Nilai strategis cawapres, kata Dedi, terletak pada seberapa besar massa pendukung dan kemampuannya menaikkan elektabilitas capres, sekaligus parpol koalisi.
“Itu akan ditentukan siapa yang paling memiliki massa besar sekaligus memiliki daya dongkrak terhadap elektabilitas capres, sekaligus juga dari sisi partai politik yang mengusung atau koalisi,” sambungnya.
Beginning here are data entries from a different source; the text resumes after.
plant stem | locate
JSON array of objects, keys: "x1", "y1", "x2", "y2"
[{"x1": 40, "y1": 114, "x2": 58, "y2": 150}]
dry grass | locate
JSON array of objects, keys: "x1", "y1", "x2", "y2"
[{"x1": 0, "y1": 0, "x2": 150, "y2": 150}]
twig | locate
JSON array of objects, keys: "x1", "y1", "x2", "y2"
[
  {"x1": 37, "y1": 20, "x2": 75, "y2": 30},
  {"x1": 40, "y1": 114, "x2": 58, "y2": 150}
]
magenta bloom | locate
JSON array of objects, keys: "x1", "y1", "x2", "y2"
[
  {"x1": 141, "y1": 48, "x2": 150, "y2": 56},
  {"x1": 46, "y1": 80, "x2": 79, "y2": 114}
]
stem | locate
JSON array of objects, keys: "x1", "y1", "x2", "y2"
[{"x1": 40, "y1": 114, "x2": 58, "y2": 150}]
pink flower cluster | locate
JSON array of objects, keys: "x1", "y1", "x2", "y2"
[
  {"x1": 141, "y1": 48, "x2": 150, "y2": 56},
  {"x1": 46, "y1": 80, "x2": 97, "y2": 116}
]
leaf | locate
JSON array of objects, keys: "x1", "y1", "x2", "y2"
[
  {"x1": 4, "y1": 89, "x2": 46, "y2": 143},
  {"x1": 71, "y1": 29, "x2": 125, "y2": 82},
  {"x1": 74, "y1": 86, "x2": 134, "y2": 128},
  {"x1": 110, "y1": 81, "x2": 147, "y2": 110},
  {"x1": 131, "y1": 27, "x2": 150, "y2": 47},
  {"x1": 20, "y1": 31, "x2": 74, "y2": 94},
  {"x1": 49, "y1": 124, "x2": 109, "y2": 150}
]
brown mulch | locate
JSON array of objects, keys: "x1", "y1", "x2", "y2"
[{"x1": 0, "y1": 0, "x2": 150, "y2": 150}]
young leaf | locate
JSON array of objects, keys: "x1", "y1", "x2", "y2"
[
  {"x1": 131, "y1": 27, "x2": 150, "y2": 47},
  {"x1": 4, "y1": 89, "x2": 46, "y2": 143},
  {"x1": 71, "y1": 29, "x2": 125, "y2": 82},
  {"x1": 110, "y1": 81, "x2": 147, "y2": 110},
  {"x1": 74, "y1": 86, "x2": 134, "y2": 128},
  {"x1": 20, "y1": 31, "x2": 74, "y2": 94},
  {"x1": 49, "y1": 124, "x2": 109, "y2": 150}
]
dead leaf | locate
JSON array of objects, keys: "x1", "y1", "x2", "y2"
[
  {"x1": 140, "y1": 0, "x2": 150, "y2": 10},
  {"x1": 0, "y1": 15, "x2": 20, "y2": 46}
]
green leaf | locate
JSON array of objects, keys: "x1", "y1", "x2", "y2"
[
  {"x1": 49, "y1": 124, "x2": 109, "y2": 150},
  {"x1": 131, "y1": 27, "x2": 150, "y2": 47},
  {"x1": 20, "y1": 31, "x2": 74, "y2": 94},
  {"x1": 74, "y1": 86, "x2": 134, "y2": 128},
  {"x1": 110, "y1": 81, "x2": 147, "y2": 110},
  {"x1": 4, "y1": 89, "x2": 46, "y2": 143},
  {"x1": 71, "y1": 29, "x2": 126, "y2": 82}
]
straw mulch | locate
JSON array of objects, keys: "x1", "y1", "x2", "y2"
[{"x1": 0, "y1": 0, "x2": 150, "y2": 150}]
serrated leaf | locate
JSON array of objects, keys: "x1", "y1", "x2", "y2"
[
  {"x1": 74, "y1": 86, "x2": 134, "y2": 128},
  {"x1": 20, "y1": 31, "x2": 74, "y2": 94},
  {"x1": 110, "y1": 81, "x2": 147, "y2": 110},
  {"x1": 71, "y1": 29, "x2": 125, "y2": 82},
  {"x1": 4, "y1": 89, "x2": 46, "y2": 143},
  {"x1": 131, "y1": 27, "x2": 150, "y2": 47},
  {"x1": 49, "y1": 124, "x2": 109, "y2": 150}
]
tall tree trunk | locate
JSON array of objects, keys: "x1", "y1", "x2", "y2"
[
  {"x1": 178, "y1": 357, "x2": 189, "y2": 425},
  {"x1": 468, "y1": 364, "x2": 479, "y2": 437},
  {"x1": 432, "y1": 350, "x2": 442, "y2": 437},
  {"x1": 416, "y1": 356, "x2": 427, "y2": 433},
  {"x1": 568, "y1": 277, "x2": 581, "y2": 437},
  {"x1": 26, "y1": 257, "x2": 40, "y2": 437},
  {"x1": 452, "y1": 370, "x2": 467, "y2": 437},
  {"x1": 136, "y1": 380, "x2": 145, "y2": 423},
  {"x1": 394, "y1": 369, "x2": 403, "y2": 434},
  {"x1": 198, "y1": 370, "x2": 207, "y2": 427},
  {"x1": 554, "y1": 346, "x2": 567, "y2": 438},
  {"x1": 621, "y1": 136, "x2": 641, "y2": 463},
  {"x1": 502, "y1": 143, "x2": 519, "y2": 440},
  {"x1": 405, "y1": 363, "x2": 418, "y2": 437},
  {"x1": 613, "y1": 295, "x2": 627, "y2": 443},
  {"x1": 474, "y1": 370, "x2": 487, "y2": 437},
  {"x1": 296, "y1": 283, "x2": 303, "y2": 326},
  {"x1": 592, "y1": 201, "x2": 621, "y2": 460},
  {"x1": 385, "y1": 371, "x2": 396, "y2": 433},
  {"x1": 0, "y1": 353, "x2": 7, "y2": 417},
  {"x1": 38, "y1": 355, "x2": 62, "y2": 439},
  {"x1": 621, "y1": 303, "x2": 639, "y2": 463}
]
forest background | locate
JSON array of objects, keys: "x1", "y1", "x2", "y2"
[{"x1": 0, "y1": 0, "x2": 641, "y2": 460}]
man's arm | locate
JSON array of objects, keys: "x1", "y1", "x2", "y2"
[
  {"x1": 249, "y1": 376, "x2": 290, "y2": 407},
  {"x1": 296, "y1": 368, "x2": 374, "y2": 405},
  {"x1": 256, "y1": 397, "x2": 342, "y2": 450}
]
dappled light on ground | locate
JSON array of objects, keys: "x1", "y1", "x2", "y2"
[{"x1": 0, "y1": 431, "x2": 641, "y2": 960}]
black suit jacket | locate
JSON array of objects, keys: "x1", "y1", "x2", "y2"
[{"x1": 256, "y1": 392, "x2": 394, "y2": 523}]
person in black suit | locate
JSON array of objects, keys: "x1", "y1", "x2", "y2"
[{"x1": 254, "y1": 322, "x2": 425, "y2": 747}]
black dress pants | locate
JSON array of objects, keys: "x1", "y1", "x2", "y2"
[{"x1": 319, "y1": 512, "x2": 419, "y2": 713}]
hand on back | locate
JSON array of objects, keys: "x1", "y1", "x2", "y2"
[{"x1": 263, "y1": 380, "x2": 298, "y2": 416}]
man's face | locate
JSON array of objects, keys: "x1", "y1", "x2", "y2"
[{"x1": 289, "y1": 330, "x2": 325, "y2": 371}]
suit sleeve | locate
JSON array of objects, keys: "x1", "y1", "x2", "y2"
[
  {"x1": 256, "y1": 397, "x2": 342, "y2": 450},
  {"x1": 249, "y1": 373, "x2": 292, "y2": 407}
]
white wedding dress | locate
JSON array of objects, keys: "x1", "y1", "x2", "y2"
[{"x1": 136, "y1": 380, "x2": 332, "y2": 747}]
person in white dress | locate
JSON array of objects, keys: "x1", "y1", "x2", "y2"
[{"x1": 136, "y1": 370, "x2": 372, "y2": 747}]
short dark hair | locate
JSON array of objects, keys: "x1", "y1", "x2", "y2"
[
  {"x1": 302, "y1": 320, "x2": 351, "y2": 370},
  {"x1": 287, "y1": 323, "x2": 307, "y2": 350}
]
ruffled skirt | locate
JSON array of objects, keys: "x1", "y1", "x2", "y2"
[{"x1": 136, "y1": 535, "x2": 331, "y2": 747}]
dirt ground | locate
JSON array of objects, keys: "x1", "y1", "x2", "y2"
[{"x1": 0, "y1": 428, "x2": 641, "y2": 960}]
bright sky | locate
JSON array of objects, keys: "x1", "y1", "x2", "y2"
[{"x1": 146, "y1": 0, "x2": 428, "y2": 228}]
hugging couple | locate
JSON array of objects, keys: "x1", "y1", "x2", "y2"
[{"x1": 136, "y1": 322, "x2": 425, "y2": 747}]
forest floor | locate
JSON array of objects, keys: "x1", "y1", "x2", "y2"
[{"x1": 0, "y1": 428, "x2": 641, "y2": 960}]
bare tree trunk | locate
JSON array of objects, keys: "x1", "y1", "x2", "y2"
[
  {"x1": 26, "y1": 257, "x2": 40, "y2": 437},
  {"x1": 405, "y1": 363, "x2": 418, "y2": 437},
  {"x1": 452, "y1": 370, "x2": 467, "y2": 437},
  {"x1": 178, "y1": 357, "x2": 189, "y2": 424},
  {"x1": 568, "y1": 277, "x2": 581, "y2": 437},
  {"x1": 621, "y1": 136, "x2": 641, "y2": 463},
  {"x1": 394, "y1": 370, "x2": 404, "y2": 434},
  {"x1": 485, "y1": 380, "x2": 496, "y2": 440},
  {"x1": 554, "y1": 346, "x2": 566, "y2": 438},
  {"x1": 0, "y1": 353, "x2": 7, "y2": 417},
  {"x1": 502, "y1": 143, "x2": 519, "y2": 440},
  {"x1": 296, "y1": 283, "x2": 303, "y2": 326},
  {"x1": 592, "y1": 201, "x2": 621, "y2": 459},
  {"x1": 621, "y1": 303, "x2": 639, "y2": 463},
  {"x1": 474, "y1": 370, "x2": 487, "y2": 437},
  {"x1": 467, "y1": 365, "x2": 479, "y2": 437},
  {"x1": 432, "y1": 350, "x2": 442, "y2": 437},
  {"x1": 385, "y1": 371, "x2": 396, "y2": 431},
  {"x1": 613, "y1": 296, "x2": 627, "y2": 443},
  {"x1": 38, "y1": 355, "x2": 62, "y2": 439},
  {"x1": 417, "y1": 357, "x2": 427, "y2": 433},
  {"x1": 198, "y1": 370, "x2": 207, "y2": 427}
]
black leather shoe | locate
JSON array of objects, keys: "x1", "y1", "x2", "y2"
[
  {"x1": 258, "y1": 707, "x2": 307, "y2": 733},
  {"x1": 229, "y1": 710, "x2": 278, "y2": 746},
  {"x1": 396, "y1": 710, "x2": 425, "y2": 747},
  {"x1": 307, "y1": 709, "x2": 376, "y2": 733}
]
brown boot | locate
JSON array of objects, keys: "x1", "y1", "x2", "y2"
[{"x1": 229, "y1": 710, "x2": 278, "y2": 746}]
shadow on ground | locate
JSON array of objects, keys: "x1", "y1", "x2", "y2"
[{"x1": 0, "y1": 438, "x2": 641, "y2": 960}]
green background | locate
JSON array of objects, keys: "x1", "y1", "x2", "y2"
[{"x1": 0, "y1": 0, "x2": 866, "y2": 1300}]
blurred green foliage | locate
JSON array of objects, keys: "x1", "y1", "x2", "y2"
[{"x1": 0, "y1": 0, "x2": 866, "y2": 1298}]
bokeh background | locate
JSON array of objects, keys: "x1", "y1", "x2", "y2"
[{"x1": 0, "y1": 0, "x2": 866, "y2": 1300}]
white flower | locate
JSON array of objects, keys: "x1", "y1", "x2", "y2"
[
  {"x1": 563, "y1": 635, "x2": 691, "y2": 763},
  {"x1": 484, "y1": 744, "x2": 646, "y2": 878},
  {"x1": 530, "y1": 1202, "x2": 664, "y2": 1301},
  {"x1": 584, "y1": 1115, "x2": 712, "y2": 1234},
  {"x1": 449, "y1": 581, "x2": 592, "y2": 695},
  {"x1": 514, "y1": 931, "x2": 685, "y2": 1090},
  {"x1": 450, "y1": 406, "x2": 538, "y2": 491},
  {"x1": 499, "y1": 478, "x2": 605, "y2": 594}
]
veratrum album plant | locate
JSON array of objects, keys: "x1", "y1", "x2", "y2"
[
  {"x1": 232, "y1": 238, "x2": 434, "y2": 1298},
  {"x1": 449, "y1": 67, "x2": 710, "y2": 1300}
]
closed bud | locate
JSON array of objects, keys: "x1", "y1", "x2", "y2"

Lantas, Dedi pun membagikan bagaimana memunculkan tokoh-tokoh yang yang punya daya jual, dan juga tokoh yang menjadi antitesa daripada tokoh-tokoh yang muncul di Pemilu 2014 dan 2019. Harus dicari tokoh-tokoh yang bisa melawan hegemoni dari pertentangan di pemilu-pemilu sebelumnya. Artinya, 2024 akan menjadi pertempuran cawapres dari kelompok-kelompok yang kira-kira bisa menempatkan diri dan diterima oleh kelompok masyarakat, sekaligus diterima kelompok pemerintah.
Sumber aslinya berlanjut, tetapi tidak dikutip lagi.